The Round Barn Theatre is the national home of Plain and Fancy, a 1955 Broadway musical about Amish life and love. It was the first musical for co-author Joseph Stein and composer Albert Hague. Each went on to win Tony Awards for, respectively, Fiddler on the Roof and Redhead. Amish Acres' production of the musical comedy had been running for 21 years in 2007. The musical began with of a cast of four and an upright piano in the Locke Township Meeting House, a replica building designed as a movie theatre, but has evolved into a classic production with a cast of nine on the proscenium stage of The Round Barn Theatre. The building was dismantled, reconstructed and converted to a state-of-the-art theatre seating 400 in 1992. In 1995 repertory theatre was added to Plain and Fancy in rotating performances in the same stage.
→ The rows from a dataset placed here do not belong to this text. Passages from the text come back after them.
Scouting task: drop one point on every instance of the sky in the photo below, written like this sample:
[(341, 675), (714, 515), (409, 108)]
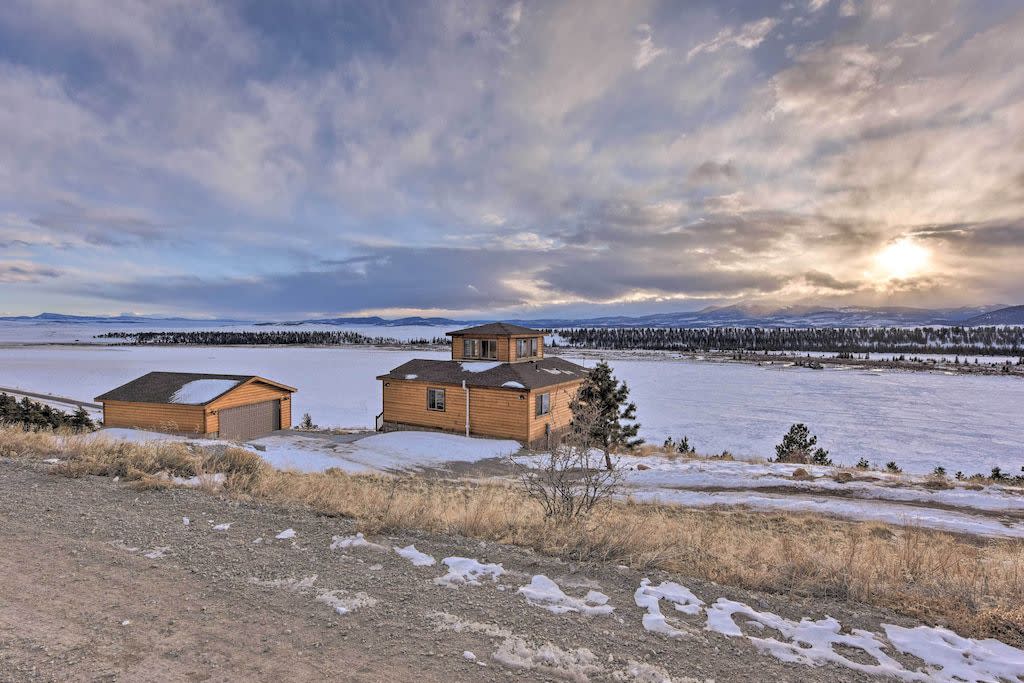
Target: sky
[(516, 159)]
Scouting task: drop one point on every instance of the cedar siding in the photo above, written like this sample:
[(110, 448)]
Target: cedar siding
[(253, 391), (501, 413), (503, 390), (559, 416), (146, 402), (160, 417), (506, 347)]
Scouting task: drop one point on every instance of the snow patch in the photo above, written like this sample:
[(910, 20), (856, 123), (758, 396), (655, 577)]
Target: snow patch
[(343, 602), (648, 597), (479, 367), (545, 593), (577, 665), (953, 658), (214, 481), (416, 557), (201, 391), (808, 642), (464, 570), (357, 541)]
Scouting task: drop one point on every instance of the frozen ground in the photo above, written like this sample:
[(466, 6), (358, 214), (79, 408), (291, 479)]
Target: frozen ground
[(353, 454), (905, 501), (279, 609), (921, 420)]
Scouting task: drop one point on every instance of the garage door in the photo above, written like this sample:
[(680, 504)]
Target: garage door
[(246, 422)]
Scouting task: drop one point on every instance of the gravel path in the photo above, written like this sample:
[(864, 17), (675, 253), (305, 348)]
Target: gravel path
[(80, 600)]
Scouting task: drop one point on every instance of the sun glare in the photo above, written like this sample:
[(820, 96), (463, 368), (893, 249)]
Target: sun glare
[(902, 259)]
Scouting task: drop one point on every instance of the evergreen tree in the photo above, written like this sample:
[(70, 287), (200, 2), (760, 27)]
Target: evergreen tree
[(614, 426), (81, 421), (798, 446)]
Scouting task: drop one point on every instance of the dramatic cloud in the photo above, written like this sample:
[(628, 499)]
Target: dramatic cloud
[(511, 158)]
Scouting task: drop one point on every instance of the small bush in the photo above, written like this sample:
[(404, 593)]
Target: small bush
[(799, 446)]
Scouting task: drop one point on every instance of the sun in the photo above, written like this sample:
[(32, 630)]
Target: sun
[(902, 259)]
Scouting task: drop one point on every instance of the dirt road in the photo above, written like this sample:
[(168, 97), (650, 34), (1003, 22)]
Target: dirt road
[(80, 600)]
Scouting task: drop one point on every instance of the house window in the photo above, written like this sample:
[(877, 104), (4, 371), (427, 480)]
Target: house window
[(435, 399), (543, 403), (525, 348), (479, 348)]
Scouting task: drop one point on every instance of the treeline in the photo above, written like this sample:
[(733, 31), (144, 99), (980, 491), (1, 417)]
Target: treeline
[(295, 338), (32, 414), (980, 341)]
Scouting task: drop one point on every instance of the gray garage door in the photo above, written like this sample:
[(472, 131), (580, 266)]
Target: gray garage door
[(246, 422)]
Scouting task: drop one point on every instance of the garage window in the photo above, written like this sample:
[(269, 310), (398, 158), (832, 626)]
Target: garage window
[(435, 399)]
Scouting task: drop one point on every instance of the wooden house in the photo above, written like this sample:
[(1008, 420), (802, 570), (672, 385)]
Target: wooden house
[(498, 383), (231, 407)]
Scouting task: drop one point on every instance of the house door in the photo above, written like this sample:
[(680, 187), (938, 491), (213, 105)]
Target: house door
[(246, 422)]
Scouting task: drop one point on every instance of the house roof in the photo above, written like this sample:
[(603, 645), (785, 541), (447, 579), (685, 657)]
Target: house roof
[(181, 388), (530, 375), (499, 329)]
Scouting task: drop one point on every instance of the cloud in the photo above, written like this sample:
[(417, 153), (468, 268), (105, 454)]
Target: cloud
[(711, 172), (25, 271), (825, 281), (646, 52), (331, 158), (748, 37)]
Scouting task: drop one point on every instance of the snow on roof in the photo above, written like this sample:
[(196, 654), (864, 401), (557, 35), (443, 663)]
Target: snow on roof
[(480, 367), (202, 391)]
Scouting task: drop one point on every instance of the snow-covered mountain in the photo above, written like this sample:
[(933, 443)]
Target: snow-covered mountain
[(733, 315)]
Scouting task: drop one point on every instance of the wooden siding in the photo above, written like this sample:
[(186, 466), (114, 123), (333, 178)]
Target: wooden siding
[(162, 417), (506, 347), (514, 356), (560, 415), (502, 413), (253, 391)]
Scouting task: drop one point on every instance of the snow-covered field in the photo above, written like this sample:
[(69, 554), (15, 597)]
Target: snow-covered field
[(377, 453), (921, 420), (36, 332)]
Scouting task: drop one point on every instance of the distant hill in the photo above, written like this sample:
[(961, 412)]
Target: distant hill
[(115, 319), (741, 315), (1008, 315)]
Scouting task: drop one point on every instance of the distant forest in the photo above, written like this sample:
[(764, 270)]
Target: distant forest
[(32, 414), (978, 341), (295, 338)]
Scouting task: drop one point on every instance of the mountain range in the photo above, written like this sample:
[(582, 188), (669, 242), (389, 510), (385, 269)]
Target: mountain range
[(732, 315)]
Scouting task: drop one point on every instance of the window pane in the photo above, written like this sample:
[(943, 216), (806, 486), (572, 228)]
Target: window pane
[(543, 403)]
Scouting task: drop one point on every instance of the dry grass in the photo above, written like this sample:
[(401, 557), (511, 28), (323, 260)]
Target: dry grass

The company is created from annual auditions held in New York City. Company and cast members are housed in three houses on Amish Acres' campus. A scenic shop, costume shop and rehearsal studio completed in 2006 have made way for The Joseph Stein Young Actors Studio, a series of classes and camps for children 8 to 12 years old and full productions put on by high school students.

This Wooden O, by Frank Ramirez with Richard Pletcher, was published in 2001 as a commemorative edition in celebration of the United States Postal Service dedication of the Amish Quilt commemorative stamps, the first of the American Heritage Series, with the first day issue from the Nappanee Post Office. Ninety-five million of the stamps were printed. The dedication ceremony was held in the Round Barn with a cast of Plain and Fancy alumni singing “Plain We Live,” the anthem from Plain and Fancy. In-house artist Jeff Stillson was commissioned by the postal service to design the cancellation.
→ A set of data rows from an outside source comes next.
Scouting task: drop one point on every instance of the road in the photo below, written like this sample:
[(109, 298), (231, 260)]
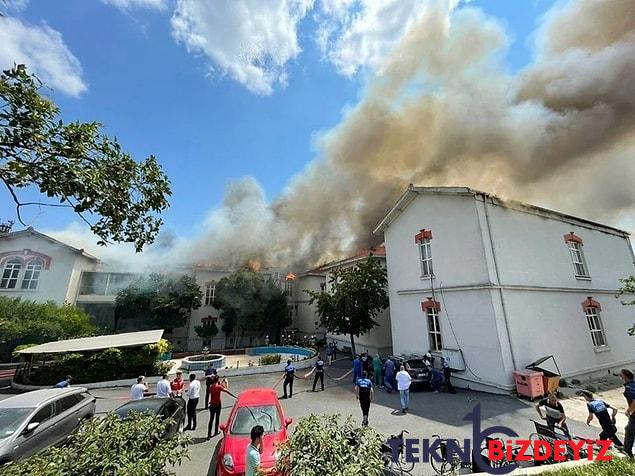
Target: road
[(430, 413)]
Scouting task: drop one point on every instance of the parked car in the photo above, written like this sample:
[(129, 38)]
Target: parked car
[(34, 421), (418, 370), (164, 407), (256, 406)]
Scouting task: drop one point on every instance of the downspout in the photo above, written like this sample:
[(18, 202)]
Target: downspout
[(500, 289)]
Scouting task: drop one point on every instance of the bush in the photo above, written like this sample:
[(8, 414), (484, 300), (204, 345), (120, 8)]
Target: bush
[(320, 445), (616, 467), (109, 446), (270, 359)]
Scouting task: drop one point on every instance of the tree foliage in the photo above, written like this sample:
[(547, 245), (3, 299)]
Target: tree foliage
[(27, 322), (160, 300), (250, 303), (356, 296), (101, 446), (321, 445), (76, 166), (627, 286)]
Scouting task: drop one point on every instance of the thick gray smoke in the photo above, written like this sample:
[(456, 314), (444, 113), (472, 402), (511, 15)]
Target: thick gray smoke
[(443, 110)]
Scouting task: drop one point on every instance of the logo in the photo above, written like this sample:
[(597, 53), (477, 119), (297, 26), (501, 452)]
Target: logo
[(488, 452)]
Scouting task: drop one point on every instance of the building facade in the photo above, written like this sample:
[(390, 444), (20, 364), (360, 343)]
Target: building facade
[(494, 285)]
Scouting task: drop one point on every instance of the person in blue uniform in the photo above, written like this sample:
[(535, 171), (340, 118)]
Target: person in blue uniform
[(289, 375), (365, 394)]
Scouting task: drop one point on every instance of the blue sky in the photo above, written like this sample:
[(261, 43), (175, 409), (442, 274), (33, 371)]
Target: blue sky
[(158, 96)]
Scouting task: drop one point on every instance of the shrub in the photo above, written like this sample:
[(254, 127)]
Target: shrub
[(320, 445), (270, 359), (109, 446)]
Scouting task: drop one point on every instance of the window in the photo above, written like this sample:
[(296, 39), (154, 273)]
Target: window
[(10, 274), (574, 243), (210, 293), (425, 253), (32, 274), (434, 330)]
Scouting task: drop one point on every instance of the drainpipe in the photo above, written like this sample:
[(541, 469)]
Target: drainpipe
[(500, 289)]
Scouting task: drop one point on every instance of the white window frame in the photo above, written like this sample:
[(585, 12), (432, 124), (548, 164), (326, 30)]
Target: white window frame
[(577, 258), (210, 293), (596, 329), (31, 276), (11, 272), (425, 257), (435, 339)]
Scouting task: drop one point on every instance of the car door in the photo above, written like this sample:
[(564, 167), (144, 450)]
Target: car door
[(29, 443)]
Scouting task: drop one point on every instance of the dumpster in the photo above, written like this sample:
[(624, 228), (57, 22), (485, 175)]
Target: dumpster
[(529, 383), (551, 378)]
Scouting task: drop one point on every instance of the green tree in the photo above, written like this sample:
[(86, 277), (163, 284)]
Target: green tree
[(28, 322), (76, 166), (158, 300), (357, 295), (250, 303), (627, 286), (321, 445), (109, 445)]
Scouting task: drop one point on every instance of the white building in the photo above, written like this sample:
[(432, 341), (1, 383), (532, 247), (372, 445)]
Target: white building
[(496, 284), (37, 267)]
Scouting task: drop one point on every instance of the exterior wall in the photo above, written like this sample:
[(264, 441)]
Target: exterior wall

== Arts and Crafts Festival ==

The Arts and Crafts Festival has evolved from a clothes line art exhibit begun in 1962 in front of the Pletcher Furniture Village in downtown Nappanee. Held during sidewalk days, the exhibit displayed the water colors created by the arts and crafts program from the parks and recreation department. Joseph Wrobble, well-known teaching artist from South Bend, Indiana, and Dory Crane, a Nappanee promoter, were instrumental in the early years of the event. Over the next several years vendors were allowed to sell their arts and crafts from booths along the city streets and alleys. Professional judges were employed to choose winning art work from entries. The festival expanded food offerings and added entertainment.
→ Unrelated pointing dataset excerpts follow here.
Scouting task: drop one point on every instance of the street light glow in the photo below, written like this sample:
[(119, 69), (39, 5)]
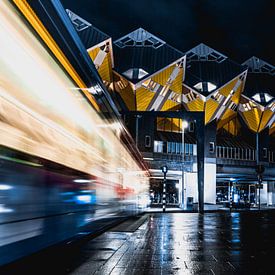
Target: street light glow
[(184, 124)]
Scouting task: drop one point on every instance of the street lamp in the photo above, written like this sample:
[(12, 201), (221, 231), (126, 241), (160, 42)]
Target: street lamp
[(184, 126)]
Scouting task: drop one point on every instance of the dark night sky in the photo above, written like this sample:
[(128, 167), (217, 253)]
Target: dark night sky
[(237, 28)]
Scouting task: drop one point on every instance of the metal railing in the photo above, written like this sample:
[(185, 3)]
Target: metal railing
[(235, 153)]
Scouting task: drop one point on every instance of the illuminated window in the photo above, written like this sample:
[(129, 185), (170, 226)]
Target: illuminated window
[(158, 146), (139, 38), (135, 73), (217, 96), (190, 96), (272, 106), (79, 23), (247, 106), (257, 97), (233, 106), (262, 97)]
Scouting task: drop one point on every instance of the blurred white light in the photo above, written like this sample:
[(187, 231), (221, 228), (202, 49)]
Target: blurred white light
[(3, 209), (5, 187), (83, 199), (81, 181)]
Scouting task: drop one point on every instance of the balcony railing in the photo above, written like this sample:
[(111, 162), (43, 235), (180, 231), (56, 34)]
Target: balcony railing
[(235, 153)]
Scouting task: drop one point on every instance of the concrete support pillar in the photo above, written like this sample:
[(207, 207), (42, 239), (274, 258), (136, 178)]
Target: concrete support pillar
[(264, 193), (270, 193), (210, 163), (191, 186)]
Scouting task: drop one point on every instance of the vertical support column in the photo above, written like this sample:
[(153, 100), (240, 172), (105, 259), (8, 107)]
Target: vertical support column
[(164, 194), (200, 160), (210, 166)]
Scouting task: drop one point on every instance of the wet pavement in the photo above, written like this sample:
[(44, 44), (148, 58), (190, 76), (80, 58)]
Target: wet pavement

Visitors began asking for Amish-related products and services. Baked goods, meats, jams and jellies were added. Horse and buggy rides plus countryside tours were added to the festival. By 1968 the festival had taken on enough Amish flavors that it became in essence the feasibility study for the creation of Amish Acres. In 1969, during restoration of the farm, the festival remained downtown. Visitors were shuttled to the farm for preview tours. An Amish church held a homemade ice cream social in the bank barn. A year later the festival was moved to the courtyard of the farm which included the original relocated barn that became Amish Acres' first restaurant. As the festival grew and the number of booths expanded into the farm's orchard, the marketplace was relocated to surround the pond. There it remains with nearly 350 vendors from over 35 states participating each year and competing for over $10,000 in cash prizes. Three stages are filled with continuous entertainment.

The festival has been named one of the Top 100 Events in North America by the American Bus Association in 2003, 2006, and 2008. It has been in Sunshine Artist magazine's Top 200 Shows since its inception, ranking as high as the number 3 traditional arts and crafts show in the nation.